Semiárido invisível? uma análise crítica da representação territorial nos livros didáticos de Geografia do 7º ano
DOI:
https://doi.org/10.51359/2594-9616.2026.269662Palavras-chave:
educação contextualizada, territorialidades, livro didático, representações socioespaciaisResumo
Este artigo analisa criticamente a representação do Semiárido nos livros didáticos de Geografia do 7º ano das coleções FTD e IBEP (PNLD 2024–2027), utilizados em escolas públicas de Petrolândia–PE, localizada na microrregião de Itaparica. Partindo da compreensão de que o ensino de Geografia deve articular conhecimento científico e território vivido, o estudo problematiza a forma como o Semiárido é apresentado nos materiais didáticos, frequentemente marcado por estereótipos de seca, pobreza e homogeneidade.
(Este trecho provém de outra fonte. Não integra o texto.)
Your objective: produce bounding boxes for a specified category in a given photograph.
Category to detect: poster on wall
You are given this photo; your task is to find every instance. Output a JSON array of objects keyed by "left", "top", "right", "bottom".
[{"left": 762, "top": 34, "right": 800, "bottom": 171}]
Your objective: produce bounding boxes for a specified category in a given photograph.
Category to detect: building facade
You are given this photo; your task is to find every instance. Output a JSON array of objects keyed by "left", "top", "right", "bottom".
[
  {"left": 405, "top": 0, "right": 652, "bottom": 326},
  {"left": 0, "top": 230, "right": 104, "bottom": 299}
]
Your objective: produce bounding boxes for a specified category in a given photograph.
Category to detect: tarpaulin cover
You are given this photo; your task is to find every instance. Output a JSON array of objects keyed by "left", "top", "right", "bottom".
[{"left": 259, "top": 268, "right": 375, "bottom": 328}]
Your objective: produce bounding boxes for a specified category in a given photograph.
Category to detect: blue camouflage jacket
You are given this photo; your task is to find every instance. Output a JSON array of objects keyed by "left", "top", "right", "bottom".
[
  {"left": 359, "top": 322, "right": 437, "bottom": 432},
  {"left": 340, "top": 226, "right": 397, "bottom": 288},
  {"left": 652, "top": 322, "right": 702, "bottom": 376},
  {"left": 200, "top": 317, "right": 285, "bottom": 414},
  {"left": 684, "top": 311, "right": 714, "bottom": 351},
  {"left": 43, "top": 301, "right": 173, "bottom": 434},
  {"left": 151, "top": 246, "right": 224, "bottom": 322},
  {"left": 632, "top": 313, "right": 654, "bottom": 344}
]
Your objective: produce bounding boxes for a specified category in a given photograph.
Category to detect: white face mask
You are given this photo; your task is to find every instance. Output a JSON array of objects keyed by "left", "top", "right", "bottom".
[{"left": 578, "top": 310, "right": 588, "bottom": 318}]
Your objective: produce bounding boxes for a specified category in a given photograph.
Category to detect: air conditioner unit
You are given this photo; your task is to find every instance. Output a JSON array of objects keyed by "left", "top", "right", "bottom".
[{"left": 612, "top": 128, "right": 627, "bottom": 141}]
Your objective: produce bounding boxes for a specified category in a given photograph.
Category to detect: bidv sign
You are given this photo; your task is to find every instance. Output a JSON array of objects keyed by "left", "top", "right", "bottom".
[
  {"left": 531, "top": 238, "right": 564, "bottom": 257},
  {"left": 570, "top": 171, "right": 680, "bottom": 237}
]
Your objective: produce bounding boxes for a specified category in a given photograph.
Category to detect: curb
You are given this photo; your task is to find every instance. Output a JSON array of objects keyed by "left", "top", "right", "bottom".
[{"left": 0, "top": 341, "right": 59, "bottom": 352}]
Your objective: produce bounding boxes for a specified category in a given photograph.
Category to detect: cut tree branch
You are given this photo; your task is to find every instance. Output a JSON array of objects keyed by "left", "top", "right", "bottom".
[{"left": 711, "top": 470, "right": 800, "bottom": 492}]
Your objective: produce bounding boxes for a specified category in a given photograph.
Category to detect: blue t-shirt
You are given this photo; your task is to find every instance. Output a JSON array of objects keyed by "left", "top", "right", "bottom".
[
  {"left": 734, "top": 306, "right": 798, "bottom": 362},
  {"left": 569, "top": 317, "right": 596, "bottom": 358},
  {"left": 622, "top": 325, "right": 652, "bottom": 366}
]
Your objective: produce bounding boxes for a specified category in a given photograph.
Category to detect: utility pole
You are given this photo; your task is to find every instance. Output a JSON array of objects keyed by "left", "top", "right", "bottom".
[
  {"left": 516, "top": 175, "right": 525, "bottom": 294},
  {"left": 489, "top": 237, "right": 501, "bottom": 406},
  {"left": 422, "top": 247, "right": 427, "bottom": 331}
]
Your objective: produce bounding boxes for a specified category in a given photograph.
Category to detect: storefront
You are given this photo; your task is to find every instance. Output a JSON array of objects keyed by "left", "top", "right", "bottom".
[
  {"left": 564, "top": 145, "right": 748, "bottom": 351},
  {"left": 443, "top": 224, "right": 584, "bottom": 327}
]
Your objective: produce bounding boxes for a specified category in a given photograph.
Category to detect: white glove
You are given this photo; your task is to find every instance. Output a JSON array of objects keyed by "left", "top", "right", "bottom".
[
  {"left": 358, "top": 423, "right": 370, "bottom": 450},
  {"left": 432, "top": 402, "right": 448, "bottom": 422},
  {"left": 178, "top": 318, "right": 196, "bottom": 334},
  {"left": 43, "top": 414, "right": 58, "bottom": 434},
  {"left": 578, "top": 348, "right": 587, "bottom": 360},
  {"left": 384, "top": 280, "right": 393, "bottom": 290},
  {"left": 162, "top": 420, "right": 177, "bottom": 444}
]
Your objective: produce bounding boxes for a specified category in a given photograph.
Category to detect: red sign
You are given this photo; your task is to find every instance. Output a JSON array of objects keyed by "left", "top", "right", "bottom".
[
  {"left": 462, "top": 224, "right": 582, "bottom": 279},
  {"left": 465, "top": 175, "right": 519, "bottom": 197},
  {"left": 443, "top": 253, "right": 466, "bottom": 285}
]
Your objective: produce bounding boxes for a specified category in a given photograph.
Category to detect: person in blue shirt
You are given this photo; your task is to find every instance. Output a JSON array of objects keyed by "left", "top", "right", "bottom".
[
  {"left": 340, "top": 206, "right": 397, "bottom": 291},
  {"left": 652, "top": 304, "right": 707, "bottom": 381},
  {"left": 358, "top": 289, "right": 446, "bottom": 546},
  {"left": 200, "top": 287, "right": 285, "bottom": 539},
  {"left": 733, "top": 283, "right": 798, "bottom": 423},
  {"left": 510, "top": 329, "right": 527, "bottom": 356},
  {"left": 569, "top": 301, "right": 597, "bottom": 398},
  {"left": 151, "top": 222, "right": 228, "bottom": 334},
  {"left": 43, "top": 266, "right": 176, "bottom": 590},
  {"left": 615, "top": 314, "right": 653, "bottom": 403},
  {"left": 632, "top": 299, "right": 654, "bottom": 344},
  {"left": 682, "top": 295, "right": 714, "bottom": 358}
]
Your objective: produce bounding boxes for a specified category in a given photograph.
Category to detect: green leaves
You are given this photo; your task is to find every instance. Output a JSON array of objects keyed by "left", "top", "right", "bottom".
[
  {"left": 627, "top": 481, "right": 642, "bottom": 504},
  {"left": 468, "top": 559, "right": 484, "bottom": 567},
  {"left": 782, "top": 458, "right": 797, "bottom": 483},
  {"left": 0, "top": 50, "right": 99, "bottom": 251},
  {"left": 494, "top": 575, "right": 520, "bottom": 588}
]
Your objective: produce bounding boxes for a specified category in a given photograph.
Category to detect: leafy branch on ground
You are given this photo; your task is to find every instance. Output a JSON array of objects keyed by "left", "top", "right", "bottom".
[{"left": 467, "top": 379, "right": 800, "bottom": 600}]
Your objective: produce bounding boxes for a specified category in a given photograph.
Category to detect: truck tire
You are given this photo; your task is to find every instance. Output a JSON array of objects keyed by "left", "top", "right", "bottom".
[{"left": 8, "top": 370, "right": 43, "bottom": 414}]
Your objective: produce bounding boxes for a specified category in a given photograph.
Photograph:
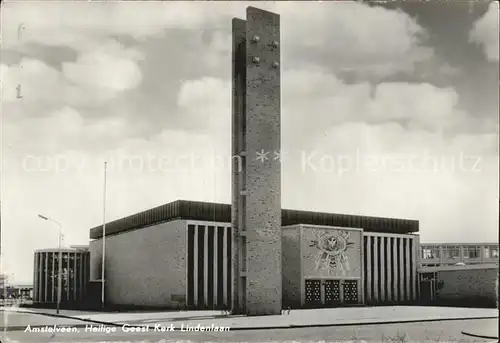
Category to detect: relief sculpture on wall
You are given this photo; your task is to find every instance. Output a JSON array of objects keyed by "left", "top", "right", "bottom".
[{"left": 309, "top": 230, "right": 356, "bottom": 276}]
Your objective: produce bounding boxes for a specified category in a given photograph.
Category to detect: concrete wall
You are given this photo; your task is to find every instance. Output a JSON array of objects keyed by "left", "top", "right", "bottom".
[
  {"left": 89, "top": 241, "right": 102, "bottom": 281},
  {"left": 89, "top": 220, "right": 187, "bottom": 309},
  {"left": 436, "top": 266, "right": 498, "bottom": 307},
  {"left": 282, "top": 226, "right": 301, "bottom": 308}
]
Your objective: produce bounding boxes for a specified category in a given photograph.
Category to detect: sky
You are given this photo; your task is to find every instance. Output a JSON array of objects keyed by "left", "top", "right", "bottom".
[{"left": 0, "top": 1, "right": 498, "bottom": 284}]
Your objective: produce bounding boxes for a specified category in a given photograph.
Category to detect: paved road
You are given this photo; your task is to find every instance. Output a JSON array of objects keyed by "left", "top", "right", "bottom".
[
  {"left": 0, "top": 311, "right": 86, "bottom": 328},
  {"left": 1, "top": 315, "right": 496, "bottom": 342}
]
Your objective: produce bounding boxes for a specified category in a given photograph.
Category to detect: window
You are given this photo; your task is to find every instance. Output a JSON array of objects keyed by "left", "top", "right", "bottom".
[
  {"left": 463, "top": 246, "right": 480, "bottom": 259},
  {"left": 422, "top": 248, "right": 432, "bottom": 259},
  {"left": 443, "top": 246, "right": 460, "bottom": 259},
  {"left": 483, "top": 247, "right": 490, "bottom": 259},
  {"left": 420, "top": 272, "right": 437, "bottom": 281},
  {"left": 433, "top": 247, "right": 441, "bottom": 259},
  {"left": 491, "top": 248, "right": 499, "bottom": 258},
  {"left": 421, "top": 246, "right": 440, "bottom": 259}
]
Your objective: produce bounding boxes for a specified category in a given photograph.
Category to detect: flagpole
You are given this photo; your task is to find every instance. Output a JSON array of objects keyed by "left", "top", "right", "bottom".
[{"left": 101, "top": 161, "right": 107, "bottom": 309}]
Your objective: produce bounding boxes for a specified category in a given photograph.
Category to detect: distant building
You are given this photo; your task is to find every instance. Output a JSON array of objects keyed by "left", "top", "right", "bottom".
[
  {"left": 32, "top": 247, "right": 90, "bottom": 307},
  {"left": 0, "top": 274, "right": 7, "bottom": 288},
  {"left": 0, "top": 274, "right": 9, "bottom": 298},
  {"left": 418, "top": 264, "right": 498, "bottom": 308},
  {"left": 419, "top": 243, "right": 499, "bottom": 267},
  {"left": 5, "top": 284, "right": 34, "bottom": 299}
]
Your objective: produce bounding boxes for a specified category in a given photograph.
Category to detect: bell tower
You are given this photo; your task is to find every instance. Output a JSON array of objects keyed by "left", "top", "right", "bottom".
[{"left": 231, "top": 7, "right": 282, "bottom": 315}]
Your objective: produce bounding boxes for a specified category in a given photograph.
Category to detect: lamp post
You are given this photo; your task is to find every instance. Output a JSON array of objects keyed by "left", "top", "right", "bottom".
[
  {"left": 38, "top": 214, "right": 62, "bottom": 314},
  {"left": 102, "top": 161, "right": 107, "bottom": 309}
]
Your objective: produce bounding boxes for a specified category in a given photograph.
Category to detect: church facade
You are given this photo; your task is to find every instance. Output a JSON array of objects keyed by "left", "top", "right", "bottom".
[{"left": 88, "top": 200, "right": 419, "bottom": 309}]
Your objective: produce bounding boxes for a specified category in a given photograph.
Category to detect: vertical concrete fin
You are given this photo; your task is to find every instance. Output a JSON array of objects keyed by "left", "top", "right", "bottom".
[{"left": 231, "top": 16, "right": 247, "bottom": 314}]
A pesquisa fundamenta-se na educação contextualizada para a convivência com o semiárido brasileiro, nas teorias do território e em estudos sobre livro didático. A metodologia utilizada foi a de abordagem qualitativa e caráter documental, incluiu análise de conteúdo do livro, categorizada em três eixos: representação do Semiárido, territorialidades da microrregião de Itaparica e potencial para práticas contextualizadas. Os resultados indicam que, embora os livros contemplem elementos gerais sobre o Semiárido e a Caatinga, ainda apresentam lacunas significativas em relação às especificidades socioambientais locais, como o reassentamento provocado pela Hidrelétrica de Itaparica, a agricultura irrigada, as dinâmicas ribeirinhas e os modos de vida das comunidades tradicionais. Conclui-se que a ausência de contextualização territorial limita o potencial formativo do material e reforça a necessidade de práticas pedagógicas que valorizem o território, a cultura e as experiências dos estudantes do Sertão de Itaparica.